Un film de Sarah Polley

Douze femmes en colère

Des femmes issues d’une communauté religieuse se questionnent sur leur nécessité à fuir ou non leur foyer…

Women Talking film movie

Rarement, un métrage aura aussi bien porté son nom : "Des femmes qui parlent". Une description aussi banale que criante de vérité. Oui, le nouveau film de Sarah Polley ("Take this Waltz", "Stories we Tell") ne sera que ça, une succession de séquences nous montrant des femmes en train d’échanger, débattre, se disputer. Sauf que ce parti-pris narratif n’a rien de redondant malgré les apparences et les a priori. Au contraire, la réalisatrice qui s’était faite rare ces dernières années réussit un véritable tour de force, nous offrant une œuvre saisissante et passionnante. D’ailleurs, lorsque l’écran s’ouvre sur ses protagonistes au cœur d’une grange, il est bien difficile de situer l’action dans le temps et l’espace. L’idée n’est pas alors de développer un faux suspense quant à l’époque de l’action, mais d’insister sur le caractère universel et intemporel du récit. Ce qui constitue déjà en soi un pamphlet poignant lorsqu’on sait qu’il est question de viols systémiques.

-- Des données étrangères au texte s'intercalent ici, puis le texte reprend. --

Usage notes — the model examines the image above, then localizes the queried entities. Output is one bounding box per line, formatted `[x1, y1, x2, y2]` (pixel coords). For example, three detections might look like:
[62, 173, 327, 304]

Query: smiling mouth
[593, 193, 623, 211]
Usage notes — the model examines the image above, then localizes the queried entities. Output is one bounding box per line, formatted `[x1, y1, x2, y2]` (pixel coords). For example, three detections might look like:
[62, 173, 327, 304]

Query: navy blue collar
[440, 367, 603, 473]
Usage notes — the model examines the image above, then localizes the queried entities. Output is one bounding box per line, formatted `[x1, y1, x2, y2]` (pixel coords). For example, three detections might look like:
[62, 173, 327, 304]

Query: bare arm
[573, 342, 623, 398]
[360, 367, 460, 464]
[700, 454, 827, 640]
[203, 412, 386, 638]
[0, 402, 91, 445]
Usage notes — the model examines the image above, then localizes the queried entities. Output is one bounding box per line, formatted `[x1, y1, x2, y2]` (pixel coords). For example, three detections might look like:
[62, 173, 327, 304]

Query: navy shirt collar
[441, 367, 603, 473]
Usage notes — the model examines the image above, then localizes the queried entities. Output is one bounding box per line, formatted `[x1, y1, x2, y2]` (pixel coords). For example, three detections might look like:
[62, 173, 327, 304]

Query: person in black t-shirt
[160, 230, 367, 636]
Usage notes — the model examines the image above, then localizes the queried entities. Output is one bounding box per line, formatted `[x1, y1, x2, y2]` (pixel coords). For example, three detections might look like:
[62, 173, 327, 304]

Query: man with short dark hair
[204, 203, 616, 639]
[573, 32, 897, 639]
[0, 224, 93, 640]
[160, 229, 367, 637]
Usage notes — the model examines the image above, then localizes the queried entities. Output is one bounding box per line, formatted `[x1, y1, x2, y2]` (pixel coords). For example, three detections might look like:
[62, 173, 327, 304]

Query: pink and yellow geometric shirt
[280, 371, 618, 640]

Adaptation d’un roman de Miriam Toews qui revenait sur un fait divers advenu dans une communauté mennoniste bolivienne, la caméra suit un groupe de femmes à l’aube d’un jour nouveau, celui où elles ne pourront plus taire les agissements des hommes de leur entourage. La nuit précédente, comme toutes les autres auparavant, a été synonyme de terreur, celle de se réveiller en sang, des hématomes sur les jambes, encore victime d’une malédiction qui rongerait uniquement les épouses. Même pour cette congrégation pour qui le religieux est partout, la croyance ne semble plus admise, les malédictions peuvent exister, mais elles ne violent pas. Ces femmes le savent, elles doivent agir si elles veulent se sauver, car ce n’est pas la justice qui viendra punir les agissements de leurs conjoints, frères ou encore prétendus amis.

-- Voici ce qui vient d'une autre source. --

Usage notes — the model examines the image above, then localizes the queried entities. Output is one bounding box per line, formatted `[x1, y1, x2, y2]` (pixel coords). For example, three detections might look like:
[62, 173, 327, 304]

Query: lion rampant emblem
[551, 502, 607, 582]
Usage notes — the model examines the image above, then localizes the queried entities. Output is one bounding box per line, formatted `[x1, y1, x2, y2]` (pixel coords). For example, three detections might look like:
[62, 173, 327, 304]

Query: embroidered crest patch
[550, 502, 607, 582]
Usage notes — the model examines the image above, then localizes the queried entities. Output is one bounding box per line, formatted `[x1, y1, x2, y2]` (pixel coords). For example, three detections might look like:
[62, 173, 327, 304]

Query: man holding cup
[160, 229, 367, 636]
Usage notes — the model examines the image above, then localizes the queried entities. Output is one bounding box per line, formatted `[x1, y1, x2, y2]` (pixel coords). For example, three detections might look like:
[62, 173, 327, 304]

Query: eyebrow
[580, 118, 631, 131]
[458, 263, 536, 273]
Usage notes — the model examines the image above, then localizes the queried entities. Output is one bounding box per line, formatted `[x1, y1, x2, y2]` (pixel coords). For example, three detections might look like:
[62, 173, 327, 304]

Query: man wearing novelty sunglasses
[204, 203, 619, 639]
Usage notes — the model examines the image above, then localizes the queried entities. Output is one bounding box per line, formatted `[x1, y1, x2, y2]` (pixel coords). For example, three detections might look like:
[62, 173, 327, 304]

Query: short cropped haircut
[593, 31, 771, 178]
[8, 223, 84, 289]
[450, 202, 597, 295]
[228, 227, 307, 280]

Dans ce grenier prenant les airs d’un grand tribunal, elles vont à tour de rôle exposer leurs arguments, exprimer leurs doutes et craintes. Faut-il rester et se battre, ou fuir pour essayer de reconstruire une société ailleurs ? Est-ce que tous les individus masculins sont coupables, à l’exception d’August, l’instituteur qui les accompagne dans leurs questionnements ? Comment imaginer s’intégrer dans ce monde extérieur alors que la plupart d’entre elles n’ont pas eu le droit à une éducation ? Exercice de style et de rhétorique brillamment maîtrisé, "Women Talking" est un geste cinématographique foudroyant, qui trouve dans son épure la rage de son propos.

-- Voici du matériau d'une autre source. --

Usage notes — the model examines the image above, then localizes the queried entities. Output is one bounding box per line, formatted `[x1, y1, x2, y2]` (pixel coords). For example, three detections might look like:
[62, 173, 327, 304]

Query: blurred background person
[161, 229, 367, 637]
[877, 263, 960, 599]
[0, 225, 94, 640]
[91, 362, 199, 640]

Si le résultat est autant déchirant, c’est probablement également parce qu’il démontre toute la confiance de sa metteuse en scène envers ses actrices, limitant sa photographie à des inspirations malickéennes pour mieux sublimer sa matière première : des individus discutant. Simple. Basique. À l’image des textes d’Orelsan, la complexité se cache dans les détails presque invisibles. Un mouvement. Une contre-plongée. Un champ-contre-champ. Un murmure. Un regard. « Les gens les plus intelligents sont pas toujours ceux qui parlent le mieux » nous disait également le rappeur caennais. Ce film en est l’une des plus belles preuves. Après dix ans d’absence, Sarah Polley n’a pas manqué son retour, avec un drame dont sobriété ne rime pas avec académisme mais bien avec engagement, un cri du cœur puissant sur l’importance de la parole féminine. À ne pas manquer !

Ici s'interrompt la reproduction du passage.